COW

COW combines four structurally distinct peptides — Cartalax (AED), BPC-157, TB-500, and KPV — each with an independently characterized research profile. The current indexed literature evaluates these components in isolation; no peer-reviewed primary study, review, or registered trial examining the complete four-part blend as a unified formulation was identified. The research landscape described below is therefore built from individual component literatures, and no combination or synergy between components is implied by their co-formulation.

Cartalax (AED; Ala-Glu-Asp; laboratory code T-31) belongs to the family of Khavinson-class ultrashort peptide bioregulators. Primary research in this area uses cell-culture models to examine how short peptide sequences interact with nuclear structures. Khavinson et al. (2001) examined the capacity of short peptides to interact with specific DNA sequences and histone proteins, measuring the downstream gene-expression profile of structural matrix proteins in isolated cell cultures. Subsequent work from the same research group extended these models to fibroblast, renal epithelial, and mesenchymal stem-cell cultures, using immunocytochemistry and confocal microscopy to assess senescence-associated markers (p16, p21, p53, sirtuin-1, sirtuin-6, Ki-67) and extracellular-matrix remodeling endpoints (collagen I, MMP-9, MMP-14). Class-level mechanistic modeling has used molecular docking of dipeptide sequences against B-form double-stranded DNA tetranucleotide targets to characterize proposed peptide–DNA interaction geometry. The cartilage and connective-tissue research framing for Cartalax derives from proposed sequence homology with type XI collagen alpha-1 chain.

BPC-157 is a 15-amino-acid synthetic peptide whose indexed literature concentrates on connective-tissue cell biology and vascular signaling. In tendon-fibroblast models, Chang et al. (2011) used tendon explant outgrowth assays and cultured fibroblast transwell migration to examine FAK-paxillin pathway signaling alongside cell outgrowth and survival-under-oxidative-stress endpoints. Vascular research has examined angiogenesis-related assays — including endothelial tube-formation and chick chorioallantoic membrane systems — measuring VEGFR2 expression, VEGFR2–Akt–eNOS phosphorylation, and Src–Caveolin-1–eNOS coupling in endothelial preparations. A substantial review literature (Sikiric et al., 2016) surveys the BPC-157 research base across central and peripheral tissue models, including gastrointestinal mucosal preparations studied under chemically induced stress conditions; nitric-oxide system engagement is a recurring mechanistic thread across these contexts.

TB-500 in the indexed literature is characterized as an N-terminally acetylated heptapeptide (Ac-LKKTETQ) corresponding to an actin-binding motif within a larger endogenous peptide; the commercial designation and the full-length 43-residue precursor are not established as equivalent in the primary literature. Direct TB-500 papers focus on chemical identity, synthesis, and analytical detection — including liquid chromatography–mass spectrometry methodologies in equine and rodent matrices. Goldstein et al. (2005) reviewed the actin-sequestering properties and cellular migration model systems associated with this molecular class, describing how the short sequence engages G-actin monomers and how the resulting sequestration modulates the actin monomer pool available for F-actin polymerization; cytoskeletal reorganization rate and endothelial cell migration serve as the primary measurement endpoints in these assay systems.

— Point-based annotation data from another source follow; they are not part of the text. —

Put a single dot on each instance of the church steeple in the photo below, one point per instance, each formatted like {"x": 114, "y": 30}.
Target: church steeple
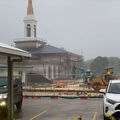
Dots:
{"x": 30, "y": 22}
{"x": 30, "y": 8}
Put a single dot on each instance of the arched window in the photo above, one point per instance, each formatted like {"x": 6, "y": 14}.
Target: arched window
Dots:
{"x": 28, "y": 30}
{"x": 34, "y": 30}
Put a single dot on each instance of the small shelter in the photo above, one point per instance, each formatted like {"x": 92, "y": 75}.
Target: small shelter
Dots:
{"x": 13, "y": 55}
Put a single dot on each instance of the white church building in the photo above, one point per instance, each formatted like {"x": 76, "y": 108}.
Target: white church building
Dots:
{"x": 47, "y": 60}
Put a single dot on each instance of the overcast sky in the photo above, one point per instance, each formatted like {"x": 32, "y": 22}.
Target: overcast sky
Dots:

KPV (Lys-Pro-Val) is a tripeptide whose primary research literature centers on interaction with the PepT1 (SLC15A1) intestinal peptide transporter. Dalmasso et al. (2008) used intestinal epithelial cell lines and immune cell culture alongside NF-κB reporter assays, IκB-α degradation measurements, and cytokine mRNA quantification to examine how KPV engages NF-κB and MAPK pathway components following PepT1-mediated cellular uptake; specificity was examined using a competing dipeptide and in melanocortin-receptor-deficient cell systems. Murine gastrointestinal model systems have extended this work, measuring histological and myeloperoxidase endpoints in chemically induced intestinal inflammatory models. A parallel literature examines nanoparticle and hydrogel formulation platforms — including hyaluronic-acid-functionalized systems and ROS-responsive conjugate designs — engineered to deliver KPV to PepT1-expressing intestinal epithelia and macrophages, assessed by particle-size, zeta-potential, and mucosal-penetration measurements.